According to the above description and related papers, a TCN network is very suitable for the PV power time series data forecasting task.

2.3. DC_TCN Model

Since the convolutional kernel size of TCN is fixed, in order to reduce the difficulty of extracting multidimensional spatio-temporal features from the input sequences and to enhance the feature information, this study deeply integrates the input feature data with the model operation mechanism, and innovatively proposes a TCN-based day-ahead photovoltaic power forecasting model with a two-channel structure, DC_TCN. The structure of the proposed model is shown in Figure 4.

The dual-channel architecture is designed with the upper limit of the learning ability of the deep learning model itself in mind.

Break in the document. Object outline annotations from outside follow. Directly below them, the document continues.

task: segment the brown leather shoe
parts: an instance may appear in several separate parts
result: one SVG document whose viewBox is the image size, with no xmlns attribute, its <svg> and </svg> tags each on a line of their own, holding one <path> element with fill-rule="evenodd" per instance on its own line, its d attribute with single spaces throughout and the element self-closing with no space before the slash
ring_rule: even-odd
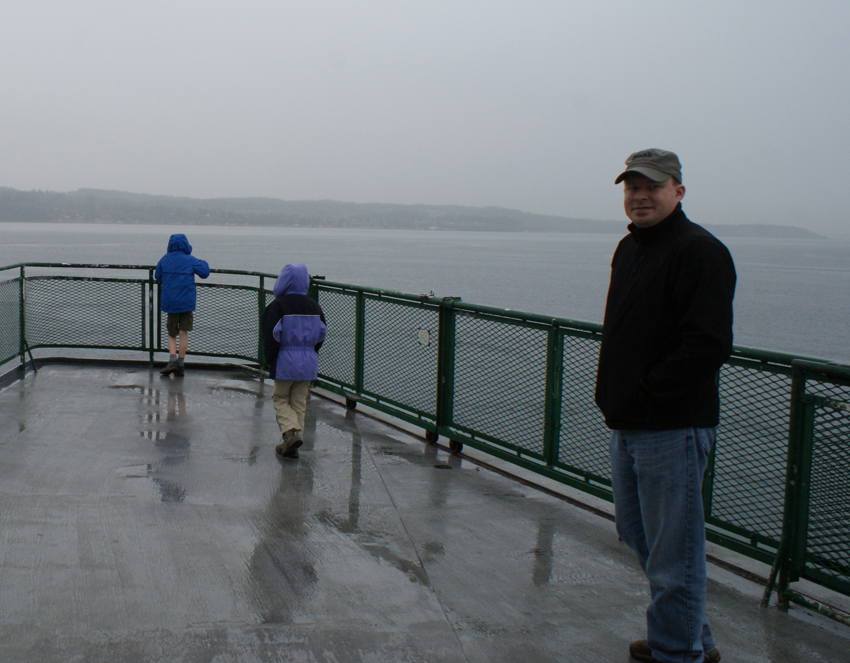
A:
<svg viewBox="0 0 850 663">
<path fill-rule="evenodd" d="M 652 655 L 652 649 L 646 643 L 646 640 L 635 640 L 629 645 L 629 654 L 633 659 L 643 660 L 644 663 L 660 663 L 658 659 Z M 703 663 L 719 663 L 720 652 L 715 647 L 711 651 L 706 652 Z"/>
<path fill-rule="evenodd" d="M 280 443 L 275 447 L 275 450 L 280 456 L 286 456 L 290 451 L 293 451 L 303 444 L 301 439 L 301 433 L 297 428 L 290 428 L 280 438 Z"/>
</svg>

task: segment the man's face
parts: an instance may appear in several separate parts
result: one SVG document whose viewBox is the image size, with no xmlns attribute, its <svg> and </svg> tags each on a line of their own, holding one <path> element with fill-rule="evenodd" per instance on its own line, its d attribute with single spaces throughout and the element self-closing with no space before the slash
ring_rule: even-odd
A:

A suitable model’s architecture, and rich input feature information, both help to increase the upper limit of the deep learning model’s learning ability, enabling the model to better adapt to complex patterns and relationships. This study provided diverse input feature information to the model through two channels. At the input feature level, the univariate input channel was used to provide the deep learning model with purely temporal feature information between the sequence elements of the target variables, and the multivariate input channel was used to provide the deep learning model with spatio-temporal feature information between multiple feature variables; and at the level of the channel model selection, the MHA_TCN model was used to simultaneously learn spatio-temporal constraints between other feature variables and the target variables, and the TCN model was used to learn the temporal dependencies between the sequence elements of the target variables alone. More specifically, the model learning process was as follows:

Input Channel 1 of the proposed model was a combination of the multihead attention (MHA) mechanism and the TCN. The target sequence (PV power) and other meteorological sequences together served as its input. Therefore, the input received by the TCN in this channel was a multidimensional vector, and the vector elements were related in both temporal and spatial dimensions, but the actual training was not effective due to the inability to fully utilize the relationships between these inputs, e.g., partial autocorrelation between the internal elements of the PV power generation sequence, and the correlation between this sequence and other meteorological sequences. Therefore, in this paper, MHA was introduced before the TCN, to focus on the spatial correlation between sequences while focusing on the correlation between the elements of each sequence. MHA mapped the multi-feature data to different dimensions, and established a non-linear mapping relationship between PV power and other meteorological variables, paying attention to important spatio-temporal features. These attended features were then used as inputs to the TCN. Although the kernel size of the TCN is fixed, due to its causal and inflated convolutional structure, it can still learn the long-term dependencies of these features through an increasing receptive field according to the temporal constraints of the time series from back to front. Finally, a fully connected neural network (FC) was used to further assign weights to the features extracted by the TCN.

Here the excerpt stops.